The merge_summary.md utility combines two ULTRA experiment summaries into a single consolidated XML report.

Here we describe the underlying criteria.


Premise

We assume the two batches come from the same ULTRA version and parameters (i.e. you can treat them as two independent samples from the same underlying distribution).

Math

We have two sets \(i \in \{1,2\}\), let \(n_i\), \(M_i\), \(s_i\) be the size, mean and standard deviation of the \(i\)-th set.

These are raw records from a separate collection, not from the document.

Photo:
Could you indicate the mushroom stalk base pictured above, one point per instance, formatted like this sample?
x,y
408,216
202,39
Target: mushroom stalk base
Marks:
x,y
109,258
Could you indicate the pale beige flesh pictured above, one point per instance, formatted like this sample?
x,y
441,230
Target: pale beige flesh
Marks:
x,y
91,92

The \(j\)-th element from the \(i\)-th set is written as \(x_{ij}\).

Combined mean

This isn't too difficult, the combined mean is the weighted mean:

\[\bar M = \frac{n_1M_1 + n_2M_2}{n_1 + n_2}\]

and it's reasonable, since each batch contributes proportionally to how many runs it contains. If you aren't persuaded:

\[\bar M = \frac{1}{n_1 + n_2} (\sum_{j=1}^{n_1}x_{1j} + \sum_{j=1}^{n_2}x_{2j}) = \frac{1}{n_1 + n_2} (n_1M_1 + n_2M_2) = \frac{n_1M_1 + n_2M_2}{n_1 + n_2}\]

Combined variance

By definition, the sample variance of all observations is:

\[{\bar s}^2 = \frac{1}{n_1 + n_2 - 1} \sum_{i=1}^2\sum_{j=1}^{n_i}(x_{ij} - \bar M)^2\]

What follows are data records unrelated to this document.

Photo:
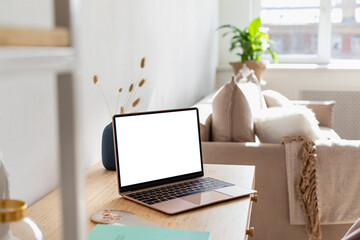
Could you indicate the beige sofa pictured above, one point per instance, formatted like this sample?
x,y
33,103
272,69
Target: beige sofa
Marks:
x,y
270,216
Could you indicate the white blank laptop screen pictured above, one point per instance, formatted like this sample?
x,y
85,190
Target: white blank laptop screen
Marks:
x,y
157,146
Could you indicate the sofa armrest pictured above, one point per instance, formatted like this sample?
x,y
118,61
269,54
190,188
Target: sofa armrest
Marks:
x,y
241,153
323,110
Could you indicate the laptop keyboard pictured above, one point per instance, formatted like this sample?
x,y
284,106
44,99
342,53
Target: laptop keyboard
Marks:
x,y
177,190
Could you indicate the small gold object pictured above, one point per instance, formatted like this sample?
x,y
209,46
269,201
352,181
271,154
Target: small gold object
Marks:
x,y
107,216
12,210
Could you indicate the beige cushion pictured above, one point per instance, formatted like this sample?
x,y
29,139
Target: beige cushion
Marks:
x,y
323,112
277,122
275,99
205,129
231,117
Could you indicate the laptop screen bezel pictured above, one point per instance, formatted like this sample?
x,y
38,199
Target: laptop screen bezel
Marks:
x,y
158,182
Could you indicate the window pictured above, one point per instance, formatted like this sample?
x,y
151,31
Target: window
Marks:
x,y
313,30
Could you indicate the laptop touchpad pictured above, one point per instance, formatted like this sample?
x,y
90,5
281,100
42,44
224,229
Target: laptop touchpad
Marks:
x,y
205,197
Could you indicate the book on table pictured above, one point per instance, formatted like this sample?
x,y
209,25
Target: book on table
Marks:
x,y
109,232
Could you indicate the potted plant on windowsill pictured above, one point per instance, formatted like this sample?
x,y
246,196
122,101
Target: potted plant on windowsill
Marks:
x,y
250,44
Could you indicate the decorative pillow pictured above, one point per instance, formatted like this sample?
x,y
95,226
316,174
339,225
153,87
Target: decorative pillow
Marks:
x,y
323,112
277,122
231,117
250,86
275,99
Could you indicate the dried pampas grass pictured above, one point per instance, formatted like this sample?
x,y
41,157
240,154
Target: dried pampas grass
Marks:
x,y
129,102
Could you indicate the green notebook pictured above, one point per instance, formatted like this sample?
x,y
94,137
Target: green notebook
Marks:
x,y
112,232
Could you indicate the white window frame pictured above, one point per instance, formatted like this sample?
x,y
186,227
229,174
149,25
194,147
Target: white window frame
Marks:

The trick is decomposing the inner term:

\[x_{ij} - \bar M = (x_{ij} - M_i) + (M_i - \bar M)\]

and squaring it:

\[(x_{ij} - \bar M)^2 = (x_{ij} - M_i)^2 + 2(x_{ij} - M_i)(M_i - \bar M) + (M_i - \bar M)^2\]

Now we calculate the inner sum:

\[\sum_{j=1}^{n_i} (x_{ij} - \bar M)^2 = \sum_{j=1}^{n_i} (x_{ij} - M_i)^2 + 2(M_i - \bar M) \sum_{j=1}^{n_i} (x_{ij} - M_i) + n_i(M_i - \bar M)^2\]

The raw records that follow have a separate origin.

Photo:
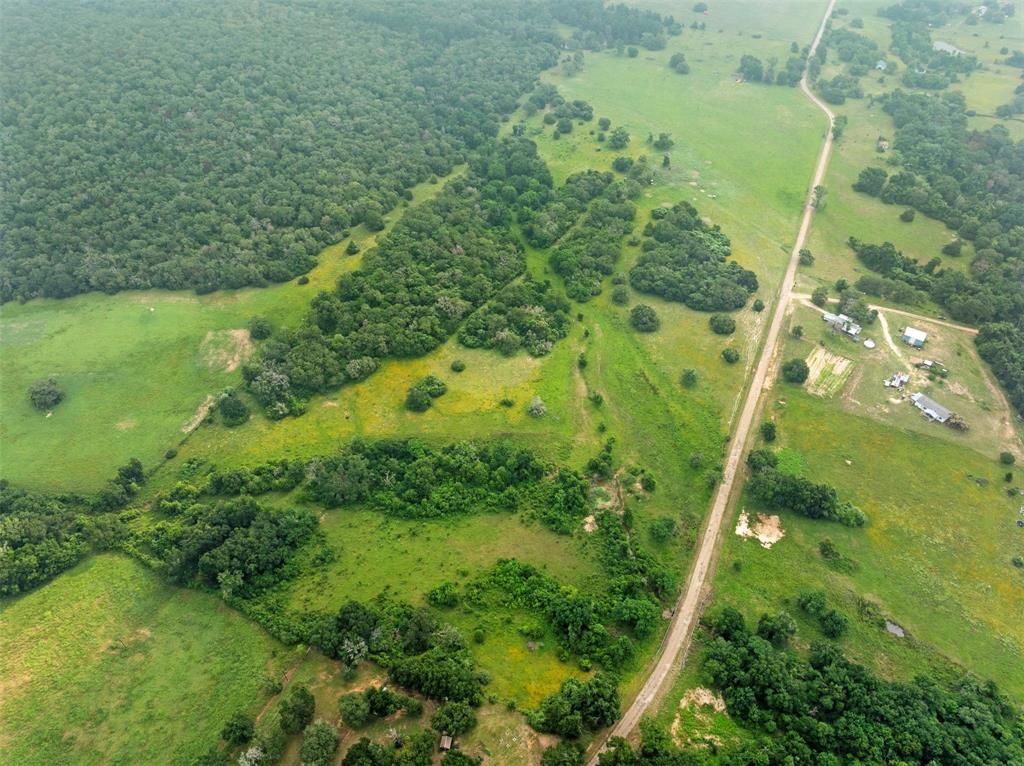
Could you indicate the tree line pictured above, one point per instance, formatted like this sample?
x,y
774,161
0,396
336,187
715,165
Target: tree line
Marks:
x,y
974,182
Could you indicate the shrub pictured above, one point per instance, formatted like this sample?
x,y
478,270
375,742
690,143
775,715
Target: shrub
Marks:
x,y
443,596
297,710
259,328
318,745
722,325
834,624
239,729
354,710
537,408
453,718
45,394
796,371
663,529
644,318
233,411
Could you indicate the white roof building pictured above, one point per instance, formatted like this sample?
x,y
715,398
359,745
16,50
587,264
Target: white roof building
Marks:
x,y
913,337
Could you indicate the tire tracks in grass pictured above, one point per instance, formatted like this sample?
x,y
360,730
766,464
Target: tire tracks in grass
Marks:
x,y
677,639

but by definition of mean:

\[\sum_{j=1}^{n_i} (x_{ij} - M_i) = \sum_{j=1}^{n_i} x_{ij} - n_iM_i = n_iM_i - n_iM_i = 0\]

so the middle term vanishes. Thus:

\[\sum_{j=1}^{n_i} (x_{ij} - \bar M)^2 = \sum_{j=1}^{n_i} (x_{ij} - M_i)^2 + n_i(M_i - \bar M)^2\]

Even the first term can be simplified:

\[\sum_{j=1}^{n_i} (x_{ij} - M_i)^2 = (n_i - 1)s_i^2\]

therefore

\[\sum_{j=1}^{n_i} (x_{ij} - \bar M)^2 = (n_i - 1)s_i^2 + n_i(M_i - \bar M)^2\]

Eventually, returning to the variance definition:

\[{\bar s}^2 = \frac{1}{n_1 + n_2 - 1} \sum_{i=1}^2\sum_{j=1}^{n_i}(x_{ij} - \bar M)^2 = \frac{1}{n_1 + n_2 - 1} \sum_{i=1}^2 \left( (n_i - 1)s_i^2 + n_i(M_i - \bar M)^2 \right) = \frac{(n_1 - 1)s_1^2 + n_1(M_1 - \bar M)^2 + (n_2 - 1)s_2^2 + n_2(M_2 - \bar M)^2}{n_1 + n_2 - 1}\]

Q.E.D.

Python to the rescue

def combine_mean(m1, n1, m2, n2):
    """Pooled mean."""
    return (n1 * m1 + n2 * m2) / (n1 + n2)


def combine_std(m1, s1, n1, m2, s2, n2):
    """Unbiased pooled standard deviation."""
    M = combine_mean(m1, n1, m2, n2)
    num = (
        (n1 - 1) * s1 * s1 +
        (n2 - 1) * s2 * s2 +
        n1 * (m1 - M)**2 +
        n2 * (m2 - M)**2
    )
    return (num / (n1 + n2 - 1)) ** 0.5

The code is very simple and mathematically correct.